A recorded voice, reverberating in the room, says, "Take a deep breath."
(I was only capable of a shallow breath.)
Recorded voice: "Hold it!"
(Are you kidding?)
Machinery whirs and rumbles for several seconds.
Recorded voice: "Breathe normally."
(There is no normal breathing. For me, every breath is painful.)
Again, the reverberating recorded voice says, "Take a deep breath."
(Here we go again. This entire process is repeated 2 or 3 times.)
Finally, the staff came back into the room as the CAT scan bed was simultaneously slid out of the donut ring. (I was dimly aware of the name Torquemada, a prominent leader of the Spanish Inquisition.) I was breathing only slow and shallow breaths. My eyes were tightly shut in pain. I am sure I was grimacing as a nurse leaned over me to ask, "Are you comfortable?" And, there, instantly was my breakthrough!
"Are you comfortable?" is part of an very old joke*, the set-up or straight-line. When she asked the question, after weeks of depression and "humor blindness", as if by magic, I instantly remembered the whole joke, and the punch line, and the proper delivery, with great relief and a great inner giggle. At long last, my funny bone was tickled. My eyes popped open, to look directly into hers, and I could feel energy rising in me as I replied. The right answer requires a Yiddish inflection, a shrug and the words, “I make a living.” I think I did a pretty good job of it. With the proper shrug and little bit of a Yiddish accent, I told her, "I make a living!"
I was ecstatic that after so much humorless time, and in spite of my pain, I was giggling on the inside and delivering a punch line.
The nurse, however, did not get the joke. She looked at me sternly and asked again, more emphatically, "Are you comfortable?"

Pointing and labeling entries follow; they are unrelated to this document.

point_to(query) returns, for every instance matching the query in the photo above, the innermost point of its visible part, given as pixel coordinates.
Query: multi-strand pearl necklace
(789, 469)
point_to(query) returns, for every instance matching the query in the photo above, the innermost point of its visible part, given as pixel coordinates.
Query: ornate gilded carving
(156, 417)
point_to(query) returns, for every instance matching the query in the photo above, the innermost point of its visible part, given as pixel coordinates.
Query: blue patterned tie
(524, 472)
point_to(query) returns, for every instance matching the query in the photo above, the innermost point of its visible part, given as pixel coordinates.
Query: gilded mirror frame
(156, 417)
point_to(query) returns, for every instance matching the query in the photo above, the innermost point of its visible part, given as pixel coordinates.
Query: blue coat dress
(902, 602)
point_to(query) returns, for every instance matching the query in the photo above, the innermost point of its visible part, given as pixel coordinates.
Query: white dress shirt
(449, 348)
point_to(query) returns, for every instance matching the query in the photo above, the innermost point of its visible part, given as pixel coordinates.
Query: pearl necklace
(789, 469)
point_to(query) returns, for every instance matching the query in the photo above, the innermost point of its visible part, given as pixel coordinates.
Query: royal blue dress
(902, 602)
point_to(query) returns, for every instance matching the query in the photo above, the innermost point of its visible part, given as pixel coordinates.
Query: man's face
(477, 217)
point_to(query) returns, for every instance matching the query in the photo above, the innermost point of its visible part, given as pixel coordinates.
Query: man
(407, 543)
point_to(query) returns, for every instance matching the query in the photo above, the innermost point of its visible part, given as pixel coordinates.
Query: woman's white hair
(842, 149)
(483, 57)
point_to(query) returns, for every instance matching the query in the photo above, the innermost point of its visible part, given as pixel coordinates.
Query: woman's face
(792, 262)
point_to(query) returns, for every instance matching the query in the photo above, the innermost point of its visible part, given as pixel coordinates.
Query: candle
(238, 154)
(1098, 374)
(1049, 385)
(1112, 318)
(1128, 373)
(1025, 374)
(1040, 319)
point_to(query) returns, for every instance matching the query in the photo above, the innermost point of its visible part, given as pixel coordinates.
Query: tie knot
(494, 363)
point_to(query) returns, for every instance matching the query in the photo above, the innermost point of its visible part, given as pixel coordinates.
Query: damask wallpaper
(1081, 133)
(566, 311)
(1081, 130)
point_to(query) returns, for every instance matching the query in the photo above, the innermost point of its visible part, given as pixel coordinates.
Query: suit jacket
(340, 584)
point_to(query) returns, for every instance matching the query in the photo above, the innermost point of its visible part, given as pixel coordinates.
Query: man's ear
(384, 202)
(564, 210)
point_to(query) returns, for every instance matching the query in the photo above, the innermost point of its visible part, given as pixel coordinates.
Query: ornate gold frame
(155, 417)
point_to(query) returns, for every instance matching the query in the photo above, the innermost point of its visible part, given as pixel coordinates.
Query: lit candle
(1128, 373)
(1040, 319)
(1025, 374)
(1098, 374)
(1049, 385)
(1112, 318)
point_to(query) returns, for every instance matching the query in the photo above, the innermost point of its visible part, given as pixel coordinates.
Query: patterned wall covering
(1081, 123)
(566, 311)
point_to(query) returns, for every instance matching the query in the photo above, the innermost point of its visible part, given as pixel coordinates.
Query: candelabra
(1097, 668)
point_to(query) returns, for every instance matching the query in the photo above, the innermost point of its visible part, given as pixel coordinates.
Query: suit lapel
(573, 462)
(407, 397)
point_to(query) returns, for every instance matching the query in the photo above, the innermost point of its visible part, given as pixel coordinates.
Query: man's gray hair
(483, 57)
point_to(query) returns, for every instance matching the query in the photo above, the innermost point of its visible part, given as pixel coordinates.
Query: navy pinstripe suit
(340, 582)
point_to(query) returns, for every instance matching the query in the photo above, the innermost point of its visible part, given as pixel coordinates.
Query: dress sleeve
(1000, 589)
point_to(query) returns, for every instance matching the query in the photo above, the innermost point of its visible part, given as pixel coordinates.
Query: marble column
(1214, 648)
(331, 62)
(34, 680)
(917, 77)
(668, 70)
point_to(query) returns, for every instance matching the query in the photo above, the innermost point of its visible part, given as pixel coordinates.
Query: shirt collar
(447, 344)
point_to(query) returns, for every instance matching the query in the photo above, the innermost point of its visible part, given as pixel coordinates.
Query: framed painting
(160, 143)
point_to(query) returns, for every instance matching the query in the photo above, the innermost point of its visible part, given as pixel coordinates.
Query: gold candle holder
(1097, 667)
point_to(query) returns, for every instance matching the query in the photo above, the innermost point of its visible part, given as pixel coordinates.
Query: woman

I am sure my shoulders must have been shaking with my chuckling as my energy rose and I repeated the punch line with the requisite Yiddish inflection and a shrug, but also more emphatically, "I make a living!"
She said, "Sir, this is serious. Are you comfortable???"
I said, "This is vaudeville. It's an old joke. I make a living!!"
We weren't getting anywhere. I could see that she was never going to get it, but she was getting exasperated with me. I, on the other hand, knew that the exchange was a signal that I was going to be OK, and I happily forgave her in my heart with gratitude for unwittingly activating an important map in my brain, which led me to the onset of what was to become a full recovery. "Please, take me back to my room," I whispered, exhausted but exhilarated.
I did not instantly bounce all the way back to health, but the joke was the start of a slow, steady, sure and laughter-filled program of physical therapy, occupational therapy, loving care at home, and the support of hundreds of friends around the world.
The positive (funny) maps that my brain had been constructing for years were triggered into action by a straight-line, and good health followed naturally.
The human brain is amazing in so many ways, conferring upon us the resource of constructing funny maps, happy maps, and mental spaces for our resilience and ultimately for healing. What humor does it for you? What punch line or funny image can throw you into a mirthful mood? Have you helped your brain do some funny mapping today? You should all be doing it as it daily practice. After all, it is the most fun that you can have that could possibly save your life.
Love, light, and laughter.
*The joke: A pedestrian crossing the street is hit by a car. As he lies dazed in the street, a policeman comes over, takes off his uniform coat, rolls it into a pillow and places it under the man's head. The officer asks the man, "Are you comfortable?" With a slight shrug and a bit of a Yiddish accent, the man lifts his head slightly and replies, "I make a living!"